# Hello from Massachusetts!



## t01880 (Sep 4, 2007)

Hi everyone,

I'm a longtime lurker who finally decided to introduce myself.
I live outside of Boston, Massachusetts. I am currently between schools, but am looking at a Shorin-Ryu Matsubayashi style school near where I live. I'm always interested in meeting and training with new people, regardless of style or level of experience.

Tom


----------



## Monadnock (Sep 4, 2007)

Welcome!


----------



## terryl965 (Sep 4, 2007)

Welcome and happy posting Tom


----------



## JBrainard (Sep 4, 2007)

Ave.


----------



## MJS (Sep 4, 2007)

Welcome to the forum! :ultracool

Mike


----------



## Ping898 (Sep 4, 2007)

welcome to mt  :wavey:


----------



## HKphooey (Sep 4, 2007)

Welcom to MT


----------



## Steel Tiger (Sep 4, 2007)

Welcome to MT.


----------



## stickarts (Sep 4, 2007)

Welcome to MT!


----------



## Kacey (Sep 4, 2007)

Welcome, and happy posting!  :wavey:


----------



## Karatedrifter7 (Sep 4, 2007)

How ya doing? Ive been to Boston before, I got the feeling when I was there that they had alot of Kenpo schools? Do they?

DM


----------



## Carol (Sep 4, 2007)

Hello from the North Shore.  Welcome to Martial Talk, Tom!  :wavey:


----------



## exile (Sep 4, 2007)

Good to have you with us, Tom!


----------



## arnisador (Sep 4, 2007)

Welcome!


----------



## tshadowchaser (Sep 4, 2007)

Greeting from the middle of nowhere mass.

If you ever get lost or plan to and end up in my area let me know . Our school is always open if we know someone is coming and we enjoy learning from everyone

sheldon


----------



## 14 Kempo (Sep 4, 2007)

Hello Tom and welcome to MartialTalk ... enjoy!


----------



## IcemanSK (Sep 5, 2007)

Welcome to MT, Tom.


----------



## kenpo_disciple (Sep 6, 2007)

Welcome, I am originally from Waltham


----------



## Yeti (Sep 6, 2007)

Hi from an ex-Wilmington resident.
If you're looking at Mr.
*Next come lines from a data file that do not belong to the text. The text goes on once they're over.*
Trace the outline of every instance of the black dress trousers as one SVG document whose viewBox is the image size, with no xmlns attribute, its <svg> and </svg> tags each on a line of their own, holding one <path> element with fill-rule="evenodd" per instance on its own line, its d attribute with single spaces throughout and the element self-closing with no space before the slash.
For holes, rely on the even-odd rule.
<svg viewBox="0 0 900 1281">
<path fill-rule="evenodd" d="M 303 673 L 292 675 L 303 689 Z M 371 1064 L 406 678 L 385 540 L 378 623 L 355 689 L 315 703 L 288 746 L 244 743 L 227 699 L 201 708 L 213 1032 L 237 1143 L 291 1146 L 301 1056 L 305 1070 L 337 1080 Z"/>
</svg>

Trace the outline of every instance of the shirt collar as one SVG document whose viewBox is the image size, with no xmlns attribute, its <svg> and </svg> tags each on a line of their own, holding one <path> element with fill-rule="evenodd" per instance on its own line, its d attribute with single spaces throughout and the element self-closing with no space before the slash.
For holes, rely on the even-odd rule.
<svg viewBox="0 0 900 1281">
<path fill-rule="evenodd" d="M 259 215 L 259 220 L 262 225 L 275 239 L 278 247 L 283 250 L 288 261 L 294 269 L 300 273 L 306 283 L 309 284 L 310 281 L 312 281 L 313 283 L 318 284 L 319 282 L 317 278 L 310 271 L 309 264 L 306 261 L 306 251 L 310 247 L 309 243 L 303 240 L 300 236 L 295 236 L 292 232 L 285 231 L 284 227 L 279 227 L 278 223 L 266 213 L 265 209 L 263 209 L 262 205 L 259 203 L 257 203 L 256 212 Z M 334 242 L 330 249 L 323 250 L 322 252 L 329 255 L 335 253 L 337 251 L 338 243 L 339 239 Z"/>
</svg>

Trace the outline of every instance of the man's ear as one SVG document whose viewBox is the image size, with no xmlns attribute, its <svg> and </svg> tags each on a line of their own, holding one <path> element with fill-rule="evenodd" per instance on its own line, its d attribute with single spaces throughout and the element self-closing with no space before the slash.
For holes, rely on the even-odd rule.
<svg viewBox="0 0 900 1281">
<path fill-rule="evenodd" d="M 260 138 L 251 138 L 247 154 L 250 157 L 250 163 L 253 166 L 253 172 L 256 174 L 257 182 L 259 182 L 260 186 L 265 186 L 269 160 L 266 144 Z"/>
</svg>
Keane's school, I've heard very good things. 
Good luck!


----------



## Drac (Sep 6, 2007)

Greetings and Welcome to MT..My first discipline was Matsubyashi Shorin-Ryu and I LOVED it..


----------



## tntma12 (Sep 6, 2007)

hey there, welcome to martialtalk


----------



## rabbit (Sep 6, 2007)

Welcome~!


----------